Die ungerahmte Welt.
Virtuelle Realität als Medium für das 21. Jahrhundert
19.01.2017 – 05.03.2017
HeK – Haus der elektronischen Künste
Ohne geht es nicht. Wir müssen sie anziehen, diese komischen Brillen. Von aussen betrachtet sorgt dieses Bild im besten Fall für Heiterkeit. Die Welt jedoch, die sich im Innern auftut, könnte faszinierender nicht sein. Die Brille, ein sogenanntes Head-Mounted-Display (HMD), nutzt die Trägheit unseres Auges, das auf die Netzhaut projizierte Einzelbilder zu einem farbigen Gesamteindruck zusammensetzt. Damit sind wir drin in der unendlichen Welt der virtuellen Realität.
Das HeK (Haus der elektronischen Künste Basel) zeigt mit Die ungerahmte Welt die erste umfassende Ausstellung zum Thema virtuelle Realität (VR), die sich mit dem Einfluss dieser massentauglich gewordenen Technologie auf unsere Gesellschaft auseinandersetzt. Zusammen mit der freien Kuratorin Tina Sauerländer hat Direktorin Sabine Himmelsbach neun Künstler und Künstlerinnen eingeladen, sich kritisch mit den Anwendungsmöglichkeiten von VR auseinanderzusetzen und deren Möglichkeiten und Grenzen zu hinterfragen.

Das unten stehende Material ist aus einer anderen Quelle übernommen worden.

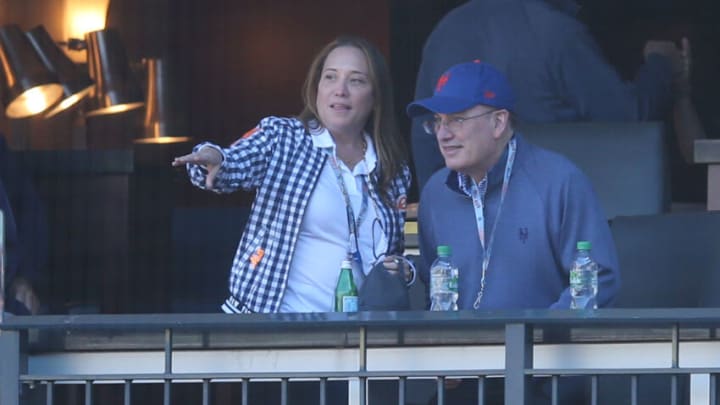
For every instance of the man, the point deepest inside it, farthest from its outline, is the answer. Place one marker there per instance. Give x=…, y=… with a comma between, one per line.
x=25, y=228
x=512, y=212
x=553, y=63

In der virtuellen Realität erleben wir eine Welt ohne die Begrenzung eines Bildschirms, einer Leinwand oder eines Raumes. Der Träger einer HMD-Brille verwandelt sich vom passiven Zuschauer zum aktiven Mittelpunkt einer dreidimensionalen Welt, die er mittels Controller oder Kopfbewegung steuern kann. Oder auch nicht, wie die Arbeit 2199 (2017) ironisch aufzeigt (2199 ist eine Zusammenarbeit von Fragment.In, der Künstlerin Maria Guta und dem Musicproduzenten Flexfab – siehe grosses Bild oben).
Auf motorisierten Drehstühlen sitzend, erkunden drei Nutzer ihre Umgebung, verändern virtuell Töne und Klänge und können sich untereinander synchronisieren und interagieren. Langsam jedoch verlieren die Teilnehmer die Kontrolle über ihre Interaktionen und müssen erkennen, wie ihre virtuelle Realität durch fremde Eingriffe manipuliert wird.
Mit der Arbeit 10.000 moving cities – same but different (2016) führt uns der Schweizer Künstler Marc Lee jene Bildwelten vor Augen, die auf sozialen Netzwerken wie YouTube, Flickr oder Twitter weltweit öffentlich gepostet werden. In Echtzeit partizipieren wir an den Themen der sozialen Welt, die Lee zu einer virtuellen Stadt aufgetürmt hat. Dabei erfahren wir wie Urbanisierung und Globalisierung unsere Welt stets verändert und sich unsere Art zu leben zunehmend ähnelt. Immer mehr Orte dieser Welt verlieren ihre eigene Identität und werden zu „Nicht-Orten“. Immergleiche Hotelzimmer, Flughäfen oder globale Kaffeeketten.
Kunst wird in der VR nicht mehr nur betrachtet, sondern erlebbar gemacht. Als Metadisziplin vereint sie Malerei, Skulptur oder Performance im digitalen Raum und ermöglicht ein völlig neues Eintauchen in Bildwelten – ohne die elitäre Schranke von erhabenem Kunstwerk und andächtigem Betrachter aufrechtzuerhalten. Während jedoch die Berührungsängste sinken, steigt dafür die Herausforderung im Umgang mit dem ästhetischen Potenzial und den schier unendlichen Möglichkeiten von VR. Die Ausstellung bietet einen umfassenden Einblick in diese schöne neue Welt und lässt uns erahnen, welche Errungenschaften und Gefahren diese Technologie für unsere Zukunft bereithält.